Vous savez, en regardant les prévisions pour cet événement, nous avons eu deux occasions [de diriger l’événement]: nous avons eu le nord-est et le nord-ouest. Nous avons d’abord eu le nord-est, ce qui n’était pas la meilleure direction, mais il y avait encore des vagues. Le groupe de femmes [Jessi Miley-Dyer] a fait du bon travail en conservant ses armes et en l’attendant pour la meilleure direction, et nous l’avons fait. C’était un peu plus lent, mais la perfection des vagues était incroyable.

Peu de championnats du monde ont remporté deux titres consécutifs dès le départ. Était-ce votre objectif au début de cette année d’en prendre un autre?

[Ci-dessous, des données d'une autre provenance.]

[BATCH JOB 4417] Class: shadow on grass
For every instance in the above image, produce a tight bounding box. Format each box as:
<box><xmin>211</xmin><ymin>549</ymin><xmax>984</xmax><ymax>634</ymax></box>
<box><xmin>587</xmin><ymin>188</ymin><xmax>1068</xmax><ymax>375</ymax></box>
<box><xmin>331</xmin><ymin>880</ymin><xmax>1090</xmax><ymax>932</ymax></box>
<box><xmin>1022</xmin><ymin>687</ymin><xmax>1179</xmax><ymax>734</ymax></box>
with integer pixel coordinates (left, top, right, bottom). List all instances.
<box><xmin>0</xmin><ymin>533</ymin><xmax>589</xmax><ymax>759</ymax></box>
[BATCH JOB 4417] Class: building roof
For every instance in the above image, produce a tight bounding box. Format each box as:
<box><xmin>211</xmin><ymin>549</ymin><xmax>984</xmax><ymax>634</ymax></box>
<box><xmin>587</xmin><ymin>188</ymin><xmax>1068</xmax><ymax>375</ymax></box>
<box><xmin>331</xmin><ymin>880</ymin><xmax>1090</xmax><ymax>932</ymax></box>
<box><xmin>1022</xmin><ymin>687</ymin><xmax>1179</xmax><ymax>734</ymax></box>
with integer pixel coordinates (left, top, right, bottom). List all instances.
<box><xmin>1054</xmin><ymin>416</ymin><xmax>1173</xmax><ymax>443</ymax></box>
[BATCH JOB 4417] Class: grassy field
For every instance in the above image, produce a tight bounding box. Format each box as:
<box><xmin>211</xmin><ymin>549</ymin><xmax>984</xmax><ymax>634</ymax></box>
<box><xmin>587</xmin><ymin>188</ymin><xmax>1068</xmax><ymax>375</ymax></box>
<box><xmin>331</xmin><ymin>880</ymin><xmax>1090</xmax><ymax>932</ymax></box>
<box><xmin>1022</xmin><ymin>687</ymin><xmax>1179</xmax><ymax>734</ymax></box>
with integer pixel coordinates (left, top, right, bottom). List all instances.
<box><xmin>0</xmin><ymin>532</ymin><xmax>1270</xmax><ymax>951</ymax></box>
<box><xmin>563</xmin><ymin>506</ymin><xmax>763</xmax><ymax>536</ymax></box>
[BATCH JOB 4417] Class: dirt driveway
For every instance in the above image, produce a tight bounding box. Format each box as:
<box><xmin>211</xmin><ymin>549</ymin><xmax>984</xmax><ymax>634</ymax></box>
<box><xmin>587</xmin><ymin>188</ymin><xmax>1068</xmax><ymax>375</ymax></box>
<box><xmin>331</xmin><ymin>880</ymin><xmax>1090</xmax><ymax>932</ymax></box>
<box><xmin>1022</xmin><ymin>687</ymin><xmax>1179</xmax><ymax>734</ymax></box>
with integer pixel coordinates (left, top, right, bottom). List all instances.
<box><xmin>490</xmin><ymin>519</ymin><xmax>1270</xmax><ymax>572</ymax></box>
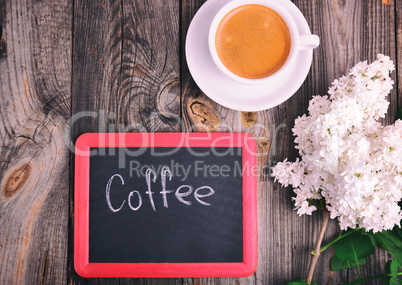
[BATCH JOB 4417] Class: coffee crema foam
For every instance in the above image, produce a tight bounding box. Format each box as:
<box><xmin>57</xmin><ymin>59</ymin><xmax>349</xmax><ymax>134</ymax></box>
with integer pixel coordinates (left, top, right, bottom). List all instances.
<box><xmin>215</xmin><ymin>4</ymin><xmax>291</xmax><ymax>79</ymax></box>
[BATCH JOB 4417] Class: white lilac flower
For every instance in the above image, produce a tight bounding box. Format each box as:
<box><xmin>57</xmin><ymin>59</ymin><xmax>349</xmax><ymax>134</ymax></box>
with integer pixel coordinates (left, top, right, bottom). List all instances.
<box><xmin>272</xmin><ymin>54</ymin><xmax>402</xmax><ymax>232</ymax></box>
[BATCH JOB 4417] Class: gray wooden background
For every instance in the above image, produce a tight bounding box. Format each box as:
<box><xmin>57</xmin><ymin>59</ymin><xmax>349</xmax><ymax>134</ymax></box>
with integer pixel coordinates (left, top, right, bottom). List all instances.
<box><xmin>0</xmin><ymin>0</ymin><xmax>402</xmax><ymax>285</ymax></box>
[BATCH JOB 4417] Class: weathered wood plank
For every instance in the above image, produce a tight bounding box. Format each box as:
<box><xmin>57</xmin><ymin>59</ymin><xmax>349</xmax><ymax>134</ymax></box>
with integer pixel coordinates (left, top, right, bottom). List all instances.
<box><xmin>181</xmin><ymin>0</ymin><xmax>271</xmax><ymax>285</ymax></box>
<box><xmin>68</xmin><ymin>0</ymin><xmax>182</xmax><ymax>284</ymax></box>
<box><xmin>181</xmin><ymin>0</ymin><xmax>401</xmax><ymax>284</ymax></box>
<box><xmin>0</xmin><ymin>0</ymin><xmax>72</xmax><ymax>284</ymax></box>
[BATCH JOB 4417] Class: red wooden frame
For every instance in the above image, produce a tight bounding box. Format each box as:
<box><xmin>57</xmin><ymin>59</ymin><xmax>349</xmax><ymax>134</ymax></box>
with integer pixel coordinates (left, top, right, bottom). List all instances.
<box><xmin>74</xmin><ymin>133</ymin><xmax>258</xmax><ymax>278</ymax></box>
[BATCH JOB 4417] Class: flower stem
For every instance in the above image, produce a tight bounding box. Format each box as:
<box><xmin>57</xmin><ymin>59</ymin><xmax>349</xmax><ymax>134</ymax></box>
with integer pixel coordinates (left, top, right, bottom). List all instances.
<box><xmin>306</xmin><ymin>209</ymin><xmax>329</xmax><ymax>284</ymax></box>
<box><xmin>320</xmin><ymin>227</ymin><xmax>360</xmax><ymax>252</ymax></box>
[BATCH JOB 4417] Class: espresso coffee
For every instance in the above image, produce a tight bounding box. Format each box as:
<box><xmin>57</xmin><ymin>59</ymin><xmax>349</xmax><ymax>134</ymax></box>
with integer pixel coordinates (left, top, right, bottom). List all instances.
<box><xmin>215</xmin><ymin>4</ymin><xmax>291</xmax><ymax>79</ymax></box>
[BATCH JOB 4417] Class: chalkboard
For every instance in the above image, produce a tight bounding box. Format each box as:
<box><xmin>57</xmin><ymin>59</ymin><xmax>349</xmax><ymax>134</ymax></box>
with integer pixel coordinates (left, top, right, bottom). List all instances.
<box><xmin>75</xmin><ymin>133</ymin><xmax>257</xmax><ymax>277</ymax></box>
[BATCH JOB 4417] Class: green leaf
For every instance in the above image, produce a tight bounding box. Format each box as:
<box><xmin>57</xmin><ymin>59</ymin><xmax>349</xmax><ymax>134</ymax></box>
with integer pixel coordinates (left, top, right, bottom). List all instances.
<box><xmin>382</xmin><ymin>276</ymin><xmax>401</xmax><ymax>285</ymax></box>
<box><xmin>374</xmin><ymin>227</ymin><xmax>402</xmax><ymax>264</ymax></box>
<box><xmin>287</xmin><ymin>279</ymin><xmax>317</xmax><ymax>285</ymax></box>
<box><xmin>331</xmin><ymin>255</ymin><xmax>366</xmax><ymax>271</ymax></box>
<box><xmin>334</xmin><ymin>233</ymin><xmax>374</xmax><ymax>263</ymax></box>
<box><xmin>390</xmin><ymin>259</ymin><xmax>399</xmax><ymax>279</ymax></box>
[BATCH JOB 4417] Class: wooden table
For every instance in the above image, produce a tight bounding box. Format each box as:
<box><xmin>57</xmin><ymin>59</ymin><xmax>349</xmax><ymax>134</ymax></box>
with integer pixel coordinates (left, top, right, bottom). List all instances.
<box><xmin>0</xmin><ymin>0</ymin><xmax>402</xmax><ymax>284</ymax></box>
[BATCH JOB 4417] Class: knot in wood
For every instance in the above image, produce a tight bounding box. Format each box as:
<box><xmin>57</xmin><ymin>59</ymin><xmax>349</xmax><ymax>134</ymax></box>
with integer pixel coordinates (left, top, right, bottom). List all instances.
<box><xmin>3</xmin><ymin>163</ymin><xmax>32</xmax><ymax>198</ymax></box>
<box><xmin>240</xmin><ymin>112</ymin><xmax>257</xmax><ymax>128</ymax></box>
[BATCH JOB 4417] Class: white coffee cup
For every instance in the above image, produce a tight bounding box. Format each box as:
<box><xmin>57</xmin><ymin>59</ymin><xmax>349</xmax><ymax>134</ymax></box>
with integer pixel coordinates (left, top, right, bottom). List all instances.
<box><xmin>208</xmin><ymin>0</ymin><xmax>320</xmax><ymax>84</ymax></box>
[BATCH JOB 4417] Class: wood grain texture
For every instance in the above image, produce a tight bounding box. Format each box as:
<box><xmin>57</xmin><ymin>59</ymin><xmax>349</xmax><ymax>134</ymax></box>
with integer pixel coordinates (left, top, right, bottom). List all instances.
<box><xmin>180</xmin><ymin>1</ymin><xmax>271</xmax><ymax>285</ymax></box>
<box><xmin>68</xmin><ymin>0</ymin><xmax>182</xmax><ymax>284</ymax></box>
<box><xmin>181</xmin><ymin>0</ymin><xmax>397</xmax><ymax>284</ymax></box>
<box><xmin>0</xmin><ymin>1</ymin><xmax>72</xmax><ymax>284</ymax></box>
<box><xmin>0</xmin><ymin>0</ymin><xmax>402</xmax><ymax>285</ymax></box>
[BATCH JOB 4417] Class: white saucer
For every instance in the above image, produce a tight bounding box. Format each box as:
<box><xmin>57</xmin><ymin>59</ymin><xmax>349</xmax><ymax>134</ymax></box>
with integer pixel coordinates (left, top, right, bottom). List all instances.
<box><xmin>186</xmin><ymin>0</ymin><xmax>313</xmax><ymax>112</ymax></box>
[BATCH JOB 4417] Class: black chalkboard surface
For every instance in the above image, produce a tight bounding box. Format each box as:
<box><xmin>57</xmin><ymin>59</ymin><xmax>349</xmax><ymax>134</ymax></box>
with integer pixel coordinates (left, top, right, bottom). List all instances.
<box><xmin>89</xmin><ymin>147</ymin><xmax>243</xmax><ymax>262</ymax></box>
<box><xmin>75</xmin><ymin>133</ymin><xmax>257</xmax><ymax>277</ymax></box>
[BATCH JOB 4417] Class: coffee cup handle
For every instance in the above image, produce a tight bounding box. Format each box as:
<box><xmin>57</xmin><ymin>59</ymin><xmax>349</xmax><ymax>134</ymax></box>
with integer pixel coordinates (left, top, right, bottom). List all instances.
<box><xmin>299</xmin><ymin>35</ymin><xmax>320</xmax><ymax>50</ymax></box>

Je pense que lorsque je me suis engagé en 2016, [les titres gagnants] sont devenus une partie de mon travail maintenant. Quant à se concentrer spécifiquement sur les victoires consécutives, je ne pense pas avoir eu trop de temps pour le faire. J’ai reconnu que c’était quelque chose que nous espérions occuper chaque année. Mais je pense que je me suis concentré sur ce que j’avais besoin de faire cette saison. Je pense que cette année a été plus facile que l’année dernière, à sa manière. Je pense que l’année dernière a été si mouvementée et qu’il s’est passé tellement de choses que j’ai eu besoin de temps – il m’a fallu 6 mois pour vraiment passer à travers tout cela. Après 6 mois, j’entrais vraiment dans mon propre rythme.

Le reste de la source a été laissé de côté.